The sisters were silent, each thinking of her own arranged marriage, Nilda with a frown, Leticia with downcast eyes, and Eulalia with a slight smile.
“José,” Leticia said. “Have you been practicing your piano? Won’t you play for us?”
Alicia heard her son working his way through “Ave Maria” and reminded herself that she must find him a piano teacher. She had been his original instructor, but he had long since surpassed her. She paused and listened, picturing her beautiful boy’s long, deliberate fingers on the keys, his face transfixed with the joy of making music. God in his infinite humor had given her a child endowed with the one disposition completely foreign to her—an artistic temperament.

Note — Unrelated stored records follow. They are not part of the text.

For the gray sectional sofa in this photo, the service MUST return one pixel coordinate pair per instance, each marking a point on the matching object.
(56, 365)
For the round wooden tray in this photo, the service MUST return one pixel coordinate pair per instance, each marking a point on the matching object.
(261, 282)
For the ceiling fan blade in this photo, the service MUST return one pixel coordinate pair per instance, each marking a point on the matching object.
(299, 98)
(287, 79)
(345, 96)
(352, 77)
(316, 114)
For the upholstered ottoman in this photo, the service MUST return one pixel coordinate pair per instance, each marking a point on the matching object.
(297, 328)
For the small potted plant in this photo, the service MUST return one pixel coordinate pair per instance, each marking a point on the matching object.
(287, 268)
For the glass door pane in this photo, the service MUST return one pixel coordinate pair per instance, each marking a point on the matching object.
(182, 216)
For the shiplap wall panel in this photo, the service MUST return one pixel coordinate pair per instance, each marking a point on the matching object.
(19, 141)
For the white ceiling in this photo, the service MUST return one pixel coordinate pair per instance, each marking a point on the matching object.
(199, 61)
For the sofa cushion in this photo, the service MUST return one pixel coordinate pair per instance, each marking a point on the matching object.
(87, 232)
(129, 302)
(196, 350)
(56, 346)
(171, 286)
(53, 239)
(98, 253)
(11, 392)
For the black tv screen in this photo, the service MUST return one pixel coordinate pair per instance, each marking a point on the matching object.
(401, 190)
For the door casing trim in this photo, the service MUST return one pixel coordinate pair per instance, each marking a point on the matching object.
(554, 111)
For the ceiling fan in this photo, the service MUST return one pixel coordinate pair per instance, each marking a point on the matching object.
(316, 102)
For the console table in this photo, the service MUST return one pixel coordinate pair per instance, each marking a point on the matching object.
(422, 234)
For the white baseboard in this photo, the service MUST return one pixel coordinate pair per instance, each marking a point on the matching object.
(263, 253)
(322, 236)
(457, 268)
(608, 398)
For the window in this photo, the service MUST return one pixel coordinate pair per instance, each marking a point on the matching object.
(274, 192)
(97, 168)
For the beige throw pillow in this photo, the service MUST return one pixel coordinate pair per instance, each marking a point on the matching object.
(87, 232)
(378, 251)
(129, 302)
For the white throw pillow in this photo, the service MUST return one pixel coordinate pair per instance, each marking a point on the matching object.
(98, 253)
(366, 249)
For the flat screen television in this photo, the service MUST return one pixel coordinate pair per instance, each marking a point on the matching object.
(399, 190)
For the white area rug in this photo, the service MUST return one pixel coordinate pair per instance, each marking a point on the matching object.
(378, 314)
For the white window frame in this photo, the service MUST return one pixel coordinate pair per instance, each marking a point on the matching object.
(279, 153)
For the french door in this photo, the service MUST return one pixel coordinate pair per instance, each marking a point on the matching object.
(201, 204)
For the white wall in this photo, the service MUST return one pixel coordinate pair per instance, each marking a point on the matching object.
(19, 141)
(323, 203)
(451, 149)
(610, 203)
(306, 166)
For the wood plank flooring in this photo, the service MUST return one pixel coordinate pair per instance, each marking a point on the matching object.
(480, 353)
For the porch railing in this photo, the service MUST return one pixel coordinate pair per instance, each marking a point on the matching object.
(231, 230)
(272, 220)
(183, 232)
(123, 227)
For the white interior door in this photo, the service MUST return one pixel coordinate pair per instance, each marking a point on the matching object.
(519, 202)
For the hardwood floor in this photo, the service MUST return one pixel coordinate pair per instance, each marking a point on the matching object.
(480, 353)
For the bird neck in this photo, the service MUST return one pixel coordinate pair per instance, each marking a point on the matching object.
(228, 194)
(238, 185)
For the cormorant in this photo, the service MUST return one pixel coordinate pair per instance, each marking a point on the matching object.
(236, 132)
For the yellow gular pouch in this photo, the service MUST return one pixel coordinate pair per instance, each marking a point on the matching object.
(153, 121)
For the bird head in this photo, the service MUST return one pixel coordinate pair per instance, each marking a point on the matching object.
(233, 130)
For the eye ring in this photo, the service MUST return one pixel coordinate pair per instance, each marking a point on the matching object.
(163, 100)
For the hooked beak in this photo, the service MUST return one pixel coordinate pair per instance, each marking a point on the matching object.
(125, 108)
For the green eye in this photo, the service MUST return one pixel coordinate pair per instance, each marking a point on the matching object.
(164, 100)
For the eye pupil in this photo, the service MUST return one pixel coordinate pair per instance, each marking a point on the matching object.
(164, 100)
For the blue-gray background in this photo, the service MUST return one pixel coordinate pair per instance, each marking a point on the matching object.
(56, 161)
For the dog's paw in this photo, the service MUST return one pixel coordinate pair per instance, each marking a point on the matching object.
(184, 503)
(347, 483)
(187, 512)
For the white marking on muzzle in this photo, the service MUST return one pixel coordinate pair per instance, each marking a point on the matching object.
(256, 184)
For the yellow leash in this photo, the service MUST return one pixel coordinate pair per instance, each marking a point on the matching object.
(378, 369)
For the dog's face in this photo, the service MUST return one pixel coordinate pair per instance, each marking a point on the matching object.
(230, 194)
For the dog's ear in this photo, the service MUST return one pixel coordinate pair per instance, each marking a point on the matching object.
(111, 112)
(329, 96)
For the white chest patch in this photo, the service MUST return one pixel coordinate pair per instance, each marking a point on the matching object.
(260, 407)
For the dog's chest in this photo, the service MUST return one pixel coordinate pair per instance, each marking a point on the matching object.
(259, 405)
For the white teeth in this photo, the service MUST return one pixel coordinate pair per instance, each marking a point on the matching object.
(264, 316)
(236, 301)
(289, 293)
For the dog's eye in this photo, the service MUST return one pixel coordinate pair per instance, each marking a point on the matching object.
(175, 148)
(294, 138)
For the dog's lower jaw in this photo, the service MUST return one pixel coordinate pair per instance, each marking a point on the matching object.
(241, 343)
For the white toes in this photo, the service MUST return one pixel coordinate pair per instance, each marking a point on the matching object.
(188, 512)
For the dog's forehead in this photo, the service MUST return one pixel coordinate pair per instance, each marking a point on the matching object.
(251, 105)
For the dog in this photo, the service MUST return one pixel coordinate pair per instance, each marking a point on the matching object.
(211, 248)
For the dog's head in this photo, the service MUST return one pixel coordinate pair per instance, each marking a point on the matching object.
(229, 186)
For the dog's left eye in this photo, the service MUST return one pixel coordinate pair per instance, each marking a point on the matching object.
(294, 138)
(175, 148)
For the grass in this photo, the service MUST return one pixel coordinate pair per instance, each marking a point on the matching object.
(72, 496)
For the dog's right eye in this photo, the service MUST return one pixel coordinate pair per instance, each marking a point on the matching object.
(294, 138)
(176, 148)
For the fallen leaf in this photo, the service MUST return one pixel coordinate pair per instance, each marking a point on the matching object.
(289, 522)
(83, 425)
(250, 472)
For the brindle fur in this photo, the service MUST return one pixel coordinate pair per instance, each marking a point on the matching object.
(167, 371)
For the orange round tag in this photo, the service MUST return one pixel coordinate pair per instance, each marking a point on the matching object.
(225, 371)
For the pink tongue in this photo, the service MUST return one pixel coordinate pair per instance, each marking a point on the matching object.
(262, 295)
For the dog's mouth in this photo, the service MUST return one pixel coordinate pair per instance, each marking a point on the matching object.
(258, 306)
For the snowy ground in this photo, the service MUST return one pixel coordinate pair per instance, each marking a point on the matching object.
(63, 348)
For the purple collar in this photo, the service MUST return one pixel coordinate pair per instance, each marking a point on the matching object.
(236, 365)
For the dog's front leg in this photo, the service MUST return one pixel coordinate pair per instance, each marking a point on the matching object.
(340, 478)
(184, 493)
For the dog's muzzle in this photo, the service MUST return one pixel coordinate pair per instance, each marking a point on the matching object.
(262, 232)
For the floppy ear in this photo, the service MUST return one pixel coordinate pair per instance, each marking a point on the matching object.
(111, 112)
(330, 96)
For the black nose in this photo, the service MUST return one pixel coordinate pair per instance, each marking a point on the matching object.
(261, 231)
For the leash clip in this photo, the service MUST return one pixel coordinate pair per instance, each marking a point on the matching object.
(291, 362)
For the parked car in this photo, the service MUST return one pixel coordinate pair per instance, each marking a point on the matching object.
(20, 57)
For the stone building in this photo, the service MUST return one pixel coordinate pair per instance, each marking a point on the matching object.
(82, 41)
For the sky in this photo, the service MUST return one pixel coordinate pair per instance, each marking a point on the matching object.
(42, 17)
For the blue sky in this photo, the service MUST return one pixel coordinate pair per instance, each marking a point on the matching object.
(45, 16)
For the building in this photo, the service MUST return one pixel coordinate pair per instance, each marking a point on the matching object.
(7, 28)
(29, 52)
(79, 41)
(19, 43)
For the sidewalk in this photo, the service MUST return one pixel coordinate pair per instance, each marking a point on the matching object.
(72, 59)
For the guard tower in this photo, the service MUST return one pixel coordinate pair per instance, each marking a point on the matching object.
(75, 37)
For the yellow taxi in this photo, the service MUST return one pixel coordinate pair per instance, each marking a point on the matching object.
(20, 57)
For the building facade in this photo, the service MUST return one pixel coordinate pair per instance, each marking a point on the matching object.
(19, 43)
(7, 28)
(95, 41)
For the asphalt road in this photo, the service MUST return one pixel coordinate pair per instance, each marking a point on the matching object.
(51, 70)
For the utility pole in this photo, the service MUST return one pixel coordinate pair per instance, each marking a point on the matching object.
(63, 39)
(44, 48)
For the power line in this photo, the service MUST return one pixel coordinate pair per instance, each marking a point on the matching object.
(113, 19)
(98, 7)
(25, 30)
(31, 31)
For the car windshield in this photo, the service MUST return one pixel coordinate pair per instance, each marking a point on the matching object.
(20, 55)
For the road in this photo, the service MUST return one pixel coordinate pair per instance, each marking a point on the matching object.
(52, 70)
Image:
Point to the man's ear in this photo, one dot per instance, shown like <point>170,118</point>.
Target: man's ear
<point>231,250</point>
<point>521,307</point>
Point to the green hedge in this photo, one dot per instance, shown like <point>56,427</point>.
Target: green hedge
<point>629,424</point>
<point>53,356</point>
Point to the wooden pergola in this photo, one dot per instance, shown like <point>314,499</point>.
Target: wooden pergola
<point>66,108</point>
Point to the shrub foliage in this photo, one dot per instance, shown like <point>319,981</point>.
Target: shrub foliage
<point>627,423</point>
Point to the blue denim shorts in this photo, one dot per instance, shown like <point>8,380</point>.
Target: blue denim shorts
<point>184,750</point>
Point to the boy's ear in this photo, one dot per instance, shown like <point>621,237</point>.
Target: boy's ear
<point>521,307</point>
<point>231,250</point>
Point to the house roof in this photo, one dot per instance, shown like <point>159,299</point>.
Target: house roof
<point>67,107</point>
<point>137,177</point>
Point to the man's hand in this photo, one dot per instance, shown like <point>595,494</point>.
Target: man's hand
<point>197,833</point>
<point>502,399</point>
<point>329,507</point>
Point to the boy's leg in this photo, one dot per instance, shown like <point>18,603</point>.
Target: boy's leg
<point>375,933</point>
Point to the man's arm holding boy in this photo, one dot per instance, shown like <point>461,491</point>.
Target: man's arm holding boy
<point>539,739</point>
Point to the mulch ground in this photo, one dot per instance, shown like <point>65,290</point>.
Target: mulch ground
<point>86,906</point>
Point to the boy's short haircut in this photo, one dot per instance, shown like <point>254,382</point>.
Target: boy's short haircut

Her son was impractical but obsessive, distracted but disciplined, a silent, intense observer of others but completely self-absorbed. He drove his teachers mad with his inattentiveness in class, but she had watched him sit for hours maneuvering his toy soldiers in complicated formations, like actors on a stage, while quietly telling himself their story. As a small child he had often disappeared into the garden, where he picked flowers and arranged them with complete concentration by color, size, and type. He cheerfully practiced scales until the servants begged her to ask him to stop, but he could scarcely add or subtract, confused pesos and centavos, and could still not tell time or right from left. He had taken so long to speak that Miguel had worried he was deaf or feeble-minded, but then, when he did speak, it was in full sentences, not babyish babble. He still guarded his words though, a habit that made her heart ache because she wondered whether he kept silent out of fear of disappointing her and Miguel by speaking.